Developing SongSplit AI
I wish I could say it was straightforward developing this app. I really, really wish I could.
But I wasn’t that lucky.
Finding the Right Model
After testing different options for splitting audio, I settled on Demucs because of the quality. HTDemucs uses a hybrid transformer architecture—it processes audio through both time-domain and frequency-domain branches simultaneously, then combines them with cross-attention. The result is remarkably clean separation.
I really wanted the app to work on my iPad, so I opened Xcode and got started.
The Python Problem
Demucs runs on Python. You can’t ship Python apps to the App Store.
So I looked for ways to run Demucs natively on iPad.
I couldn’t get it working.
The Cloud Detour
I built a web service that took a request from the iPad, processed the file on a Google Cloud Run GPU instance, and returned the separated tracks. It worked well, but left me with three concerns:
Privacy. I respect your privacy. I don’t put ads or analytics in my apps. I don’t want copies of your files on my servers, even if they’re only there temporarily.
Cost. I didn’t want to require a subscription for this product. I hate paying for subscriptions for things that, engineered well, don’t really need one. I couldn’t charge a one-time fee while running cloud GPUs for processing. It would’ve gotten too expensive.
Availability. This isn’t an app that should need an internet connection. If you’re a paying customer, you should be able to use your software whether your internet is working or not. Whether cloud services are up or not. It’s annoying when AWS goes down and suddenly desktop applications stop working.
Back to Square One
I went back to finding a way to get Demucs running natively on iPad.
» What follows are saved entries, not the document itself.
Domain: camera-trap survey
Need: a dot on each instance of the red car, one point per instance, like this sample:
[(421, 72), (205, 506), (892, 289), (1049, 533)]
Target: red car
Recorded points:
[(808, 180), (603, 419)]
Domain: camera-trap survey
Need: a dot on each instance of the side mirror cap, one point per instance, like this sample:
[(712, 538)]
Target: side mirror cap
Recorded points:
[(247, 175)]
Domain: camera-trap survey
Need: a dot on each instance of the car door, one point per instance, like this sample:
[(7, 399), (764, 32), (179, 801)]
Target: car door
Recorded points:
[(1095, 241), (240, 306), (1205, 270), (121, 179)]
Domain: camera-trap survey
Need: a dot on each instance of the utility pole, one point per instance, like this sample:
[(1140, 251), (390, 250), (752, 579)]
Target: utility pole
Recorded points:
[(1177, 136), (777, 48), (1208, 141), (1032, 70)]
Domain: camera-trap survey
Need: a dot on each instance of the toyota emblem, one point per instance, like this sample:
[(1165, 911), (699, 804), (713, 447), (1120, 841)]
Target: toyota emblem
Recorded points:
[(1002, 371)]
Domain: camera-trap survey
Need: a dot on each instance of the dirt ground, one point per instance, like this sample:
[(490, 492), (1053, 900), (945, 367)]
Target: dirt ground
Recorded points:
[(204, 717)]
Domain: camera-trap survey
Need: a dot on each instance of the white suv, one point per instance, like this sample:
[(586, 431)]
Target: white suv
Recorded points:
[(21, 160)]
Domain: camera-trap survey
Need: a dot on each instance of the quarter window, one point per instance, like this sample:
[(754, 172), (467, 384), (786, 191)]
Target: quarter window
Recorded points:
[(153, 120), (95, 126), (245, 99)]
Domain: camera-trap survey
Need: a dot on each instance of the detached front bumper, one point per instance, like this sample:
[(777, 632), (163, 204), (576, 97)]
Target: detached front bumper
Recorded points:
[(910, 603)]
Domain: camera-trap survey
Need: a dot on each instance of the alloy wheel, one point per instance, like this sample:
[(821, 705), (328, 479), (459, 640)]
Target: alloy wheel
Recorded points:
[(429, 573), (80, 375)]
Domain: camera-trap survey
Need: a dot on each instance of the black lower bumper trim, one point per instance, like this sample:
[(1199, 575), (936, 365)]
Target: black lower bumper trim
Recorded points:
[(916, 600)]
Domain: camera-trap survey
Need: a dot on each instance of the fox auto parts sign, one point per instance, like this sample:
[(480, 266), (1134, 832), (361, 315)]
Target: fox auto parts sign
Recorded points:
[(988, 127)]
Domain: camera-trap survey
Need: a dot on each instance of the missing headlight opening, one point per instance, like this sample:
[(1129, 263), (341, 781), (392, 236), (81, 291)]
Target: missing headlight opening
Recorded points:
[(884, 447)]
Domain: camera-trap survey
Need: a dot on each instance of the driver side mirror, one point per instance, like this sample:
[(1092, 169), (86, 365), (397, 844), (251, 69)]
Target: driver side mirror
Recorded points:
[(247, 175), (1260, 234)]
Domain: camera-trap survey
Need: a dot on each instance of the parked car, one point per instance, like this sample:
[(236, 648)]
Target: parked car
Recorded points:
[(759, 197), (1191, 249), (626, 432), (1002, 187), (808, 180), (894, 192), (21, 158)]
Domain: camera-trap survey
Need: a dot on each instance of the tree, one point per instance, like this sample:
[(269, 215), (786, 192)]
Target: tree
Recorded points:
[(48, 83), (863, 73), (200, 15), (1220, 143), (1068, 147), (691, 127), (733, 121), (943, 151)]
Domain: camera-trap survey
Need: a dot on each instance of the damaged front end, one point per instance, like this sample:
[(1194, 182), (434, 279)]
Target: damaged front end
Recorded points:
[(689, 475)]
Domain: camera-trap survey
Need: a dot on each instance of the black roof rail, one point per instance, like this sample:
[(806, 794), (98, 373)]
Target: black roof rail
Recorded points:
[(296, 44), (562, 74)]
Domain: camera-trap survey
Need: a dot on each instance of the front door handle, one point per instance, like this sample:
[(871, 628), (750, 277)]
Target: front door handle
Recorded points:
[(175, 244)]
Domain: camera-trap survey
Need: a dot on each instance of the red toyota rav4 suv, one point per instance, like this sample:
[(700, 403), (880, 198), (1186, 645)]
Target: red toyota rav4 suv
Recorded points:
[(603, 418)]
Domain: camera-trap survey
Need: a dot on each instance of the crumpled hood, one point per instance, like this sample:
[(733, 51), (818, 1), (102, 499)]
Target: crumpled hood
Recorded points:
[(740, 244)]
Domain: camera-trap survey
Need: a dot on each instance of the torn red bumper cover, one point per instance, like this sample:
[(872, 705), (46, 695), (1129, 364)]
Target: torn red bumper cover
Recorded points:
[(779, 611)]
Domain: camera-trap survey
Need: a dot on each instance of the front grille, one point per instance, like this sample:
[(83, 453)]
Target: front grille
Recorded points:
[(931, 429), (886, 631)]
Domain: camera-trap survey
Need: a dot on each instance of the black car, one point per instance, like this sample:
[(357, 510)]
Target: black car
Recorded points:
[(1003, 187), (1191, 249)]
After weeks of frustration, I gave up.
The Breakthrough
Then Anthropic released Claude Opus 4.5.
With its help, I was able to convert Demucs to work with Apple’s MLX framework. The model has over 500 tensors and a complex dual-branch architecture with custom STFT handling—not exactly a simple port. But we got it working.
That means the application now runs natively on all devices with Apple Silicon. The M1, M2, M3, and M4 chips in Macs, iPads, and iPhones can all run the neural network directly on the GPU.
It leaves some users out. But it solves all three problems that prevented me from shipping:
- Your audio never leaves your device
- No recurring costs, no subscription needed
- Works offline, forever
Now I have Demucs running in MLX, and my app working on macOS and iOS. The three quality modes—Fastest, Balanced, and Best—give you control over the tradeoff between speed and separation quality.
Was it the path I expected? Not at all. But sometimes the hard way turns out to be the right way.